Bersama kedamaian yang seperti ini, ada banyak kesan yang ingin saya sampaikan pada sebuah catatan pagi. Ya, ini adalah catatan yang kembali terangkai atas nama cinta. Cinta yang menyapa. Wah! Betapa senangnya, ketika nanti angka judul pada catatan ini telah sampai pada angka satu. Memang masih impian, sampai saat ini. Karena, sekarang ia masih berada pada angka dengan jejeran yang berjumlah tiga. Kapan yaa, semua ini tercapai. Saya kembali ada saat ini, untuk mengentaskannya satu per satu. Karena saya sangat ingin menyaksikan bagaimana wujudnya setelah berada pada angka satu. Semerdu suara kokok ayam jantan yang masih terdengar bersahutan, adalah suara kedamaian yang ingin saya hadirkan dari ruang jiwa. Saya ingin, ia menemukan kedamaian, setelah bergejolak karena gemuruh rasa. Saya ingin, ia menemukan kedamaian itu ada  bersamanya lagi, setelah membuatnya terbuai beberapa lama oleh keadaan. Yach, dengan menuliskan apa yang ia alami, maka kedamaian pun menggenapi kehadirannya saat ini. Inikah proses terwujudnya misi?

Ketika kokok ayam jantan tidak lagi kedengaran, datanglah kicau beburung. Ai! Alam, engkau membuatku terharu. Denting jam di dinding mulai terkalahkan oleh nyanyiannya. Burung-burung itu, belum lagi kelihatan, karena di luar masih gelap, teman. Walaupun saya usahakan untuk mengintip pergerakannya, namun beburung masih belum terlihat, karena warnanya kecokelatan. Begini wujudnya, ketika pada suatu kesempatan, kami saling berpandangan.

Ada banyak suara yang dapat menjadi jalan bagi kita untuk menemukan kedamaian. Suara kokok ayam jantan, suara detak jam di dinding, gemuruh suara keyboard  yang berirama (ini tergantung kecepatan gerak jemari), pun suara nyanyian burung pipit di sekitaran. Ini adalah suara-suara yang menjadi jalan bagi saya untuk menemukan kedamaian, saat ini. Lalu, suara apakah yang dapat membuatmu menemukan kedamaian, teman?

Ketika aktivitas yang terjadi di alam sempat mengusik perhatian, maka kita akan terlarut bersamanya. Saat kondisi pikiran sedang berada dalam ketenangan, maka kita dapat menikmati apa yang kita dengarkan. Ketika kita memanfaatkan keadaan, maka kita dapat menghasilkan bait-bait catatan. Yes! Ini adalah pengalaman pribadiku. Sampai di sini, kita dapat memetik kesimpulan, bahwa, walau bagaimanapun keadaan di sekitar, kalau kita ingin memetik pesan darinya, maka kita bisa. Kalau kita ingin merangkai catatan dari apa yang kita dengarkan, maka kita bisa. Kalau kita mempunyai pengalaman untuk kita bagikan, maka kita bisa. Itupun kalau kita mau. Ya, semua tergantung kemauan.

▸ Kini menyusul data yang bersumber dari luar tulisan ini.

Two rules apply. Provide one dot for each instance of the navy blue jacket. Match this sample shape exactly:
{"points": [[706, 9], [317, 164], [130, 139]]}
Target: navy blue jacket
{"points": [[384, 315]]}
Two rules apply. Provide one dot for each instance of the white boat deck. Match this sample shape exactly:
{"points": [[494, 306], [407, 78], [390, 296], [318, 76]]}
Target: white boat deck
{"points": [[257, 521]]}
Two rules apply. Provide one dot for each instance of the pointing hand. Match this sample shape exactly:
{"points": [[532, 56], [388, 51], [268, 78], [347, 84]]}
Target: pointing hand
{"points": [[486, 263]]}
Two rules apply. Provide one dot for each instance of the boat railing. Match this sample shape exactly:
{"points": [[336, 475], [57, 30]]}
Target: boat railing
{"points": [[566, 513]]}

Terkadang, kita mengalami suasana yang tidak sesuai dengan apa yang kita harapkan. Suasana yang membuat kita merasakan ketidakdamaian selama bersamanya. Lalu, merangkai sebuah catatan tentang suasana tersebut, adalah salah satu pilihan yang dapat kita ambil saat itu juga. Lalu, membacanya lagi setelah beberapa saat kemudian, maka kita akan tersenyum.

Lho, ternyata begini tha, suasana pikiran yang saya alami barusan…. ? ? !!!”, kita menjadi tidak percaya, kita pun keheranan. Kita terpana, kita bertanya-tanya.

This am I?,” kita meyakinkan diri.

Akhirnya kita tahu, siapa kita, bersama bait-bait kalimat yang kita cipta, sebelumnya.

Bait-bait kalimat yang telah kita cipta tersebut, tidak dapat kita hapus lagi. Ia telah mengabadi, menjadi jejak-jejak dalam perjalanan. Hingga akhirnya nanti, ia memberikan kita bukti sebagai prasasti perjalanan. Itukah saya yang sesungguhnya? Meskipun semua telah berlalu, namun yakinlah teman, bahwa kita mengalami hal yang demikian. Beraneka rasa yang mencurahkan seluruh perasaan dalam catatan demi catatan, adalah jalan untuk hadirkan senyuman setelahnya. Saya, benar-benar mengalami akan hal ini.  Xiixiii… :D  Itulah salah satu jalan yang pernah kita tempuh untuk menemukan harapan.

Kembali ke masa lalu, tiada yang berkeinginan, kalau masa lalu itu berupa ketidakdamaian. Lalu, kembali ke masa lalu yang penuh dengan kebahagiaan, juga tidak akan pernah terjadi, walau kita sangat ingin. Namun, ada satu harapan yang kembali kita semaikan saat ini, semoga kehidupan pada masa selanjutnya, menjadi lebih indah bersama kebahagiaan yang sempurna, aamiin.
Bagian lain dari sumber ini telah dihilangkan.